Figure 1. Alkaline Siliceous hot spring in Yellowstone National Park. These springs have microbial mats which cover the surface. The mats that we study thrive at temperatures of between 50 and 70°C.
It is also becoming clear that metabolites made and exported by one organism in the mat are used by others. In fact, it is probably most valid to consider the mat as the organism rather than the individual microbes that make up the mat. The organisms have co-evolved to generate a self-sustaining functional structure that requires the exchange of metabolites and signals in order to flourish. These 'exchange' metabolites appear to include energy sources such as H2, and fixed carbon generated by the cyanobacteria, both through photosynthetic carbon metabolism as well as fermentation metabolism. While it would take too much space to discuss the details surrounding this concept, the reader is referred to Steunou et al., 2006, 2008.

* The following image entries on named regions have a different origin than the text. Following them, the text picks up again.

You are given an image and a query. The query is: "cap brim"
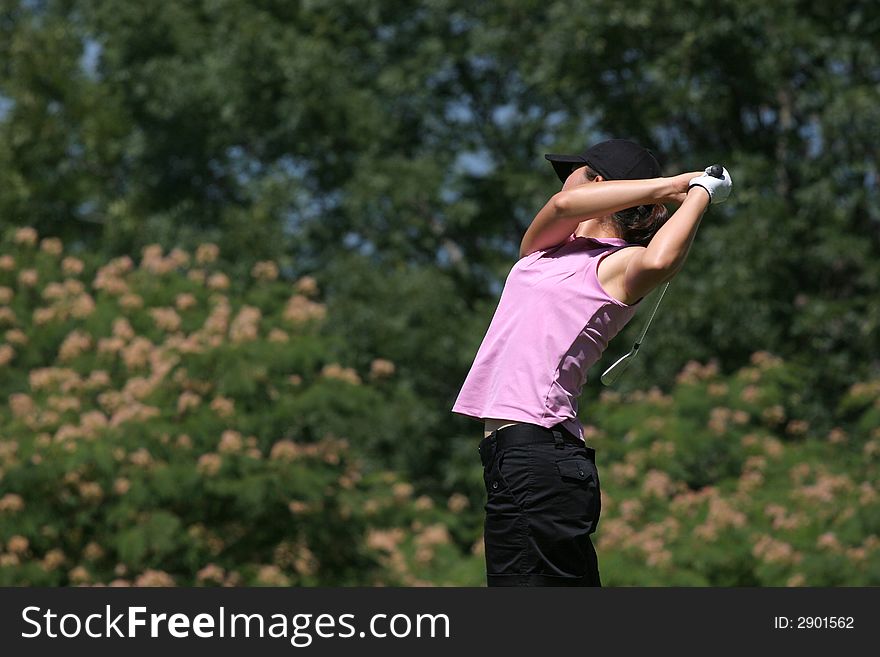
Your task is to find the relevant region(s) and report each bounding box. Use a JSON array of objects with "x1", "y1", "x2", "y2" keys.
[{"x1": 544, "y1": 153, "x2": 587, "y2": 182}]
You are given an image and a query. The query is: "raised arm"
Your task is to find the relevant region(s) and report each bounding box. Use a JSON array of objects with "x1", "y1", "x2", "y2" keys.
[
  {"x1": 622, "y1": 165, "x2": 733, "y2": 299},
  {"x1": 519, "y1": 171, "x2": 701, "y2": 258},
  {"x1": 623, "y1": 187, "x2": 709, "y2": 299}
]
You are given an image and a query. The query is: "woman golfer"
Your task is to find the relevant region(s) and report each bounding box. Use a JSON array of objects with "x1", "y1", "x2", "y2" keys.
[{"x1": 452, "y1": 139, "x2": 731, "y2": 586}]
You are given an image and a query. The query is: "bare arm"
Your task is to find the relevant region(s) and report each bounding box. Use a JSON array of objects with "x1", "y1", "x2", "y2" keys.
[
  {"x1": 623, "y1": 187, "x2": 709, "y2": 299},
  {"x1": 519, "y1": 172, "x2": 701, "y2": 258}
]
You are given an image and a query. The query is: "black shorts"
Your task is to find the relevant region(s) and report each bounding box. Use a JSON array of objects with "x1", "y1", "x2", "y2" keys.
[{"x1": 478, "y1": 423, "x2": 602, "y2": 586}]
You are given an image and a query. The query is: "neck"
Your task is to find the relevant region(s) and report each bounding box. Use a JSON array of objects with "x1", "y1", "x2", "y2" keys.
[{"x1": 574, "y1": 216, "x2": 622, "y2": 239}]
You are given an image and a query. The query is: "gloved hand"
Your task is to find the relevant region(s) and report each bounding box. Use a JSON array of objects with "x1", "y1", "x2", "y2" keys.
[{"x1": 688, "y1": 165, "x2": 733, "y2": 203}]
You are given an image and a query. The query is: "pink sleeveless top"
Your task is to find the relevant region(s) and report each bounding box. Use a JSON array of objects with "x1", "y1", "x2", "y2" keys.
[{"x1": 452, "y1": 234, "x2": 642, "y2": 440}]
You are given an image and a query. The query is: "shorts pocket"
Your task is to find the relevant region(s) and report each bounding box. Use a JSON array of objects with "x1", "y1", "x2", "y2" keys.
[
  {"x1": 556, "y1": 456, "x2": 602, "y2": 534},
  {"x1": 556, "y1": 456, "x2": 595, "y2": 481}
]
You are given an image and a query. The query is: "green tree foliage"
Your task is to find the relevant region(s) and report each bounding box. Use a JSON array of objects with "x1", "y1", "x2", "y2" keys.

While the mats are extremely interesting from physiological and metabolic perspectives (e.g. metabolic switching over the diel cycle, metabolite exchange), they are also fascinating from the perspective of the evolution of organisms within a densely packed population of photoautotrophic, photoheterotrophic and heterotrophic microbes. The evolution of the organisms in the mats and the interactions between phage and cyanobacteria in this environment is being extensively explored by the group of Devaki Bhaya (as at the Carnegie Institution).
Figure 2. Nitrogen fixation levels over the diel cycle. The nitrogenase is not present during the day when the mats are oxic. As the mat becomes anoxic in late afternoon, the nitrogenase accumulations, but nitrogen fixation remains low. Toward the morning the sun rises, photosynthesis is initiated, energy becomes more available but the cells remain anoxic because the rate of oxygen evolution is less than the rate of oxygen consumption by respiration. In this early morning period the cells fix significant amounts of nitrogen. As the intensity of the light increases later in the morning, oxygen accumulates in the mat and the nitrogenase activity is strongly inhibited (and the enzyme appears to degrade).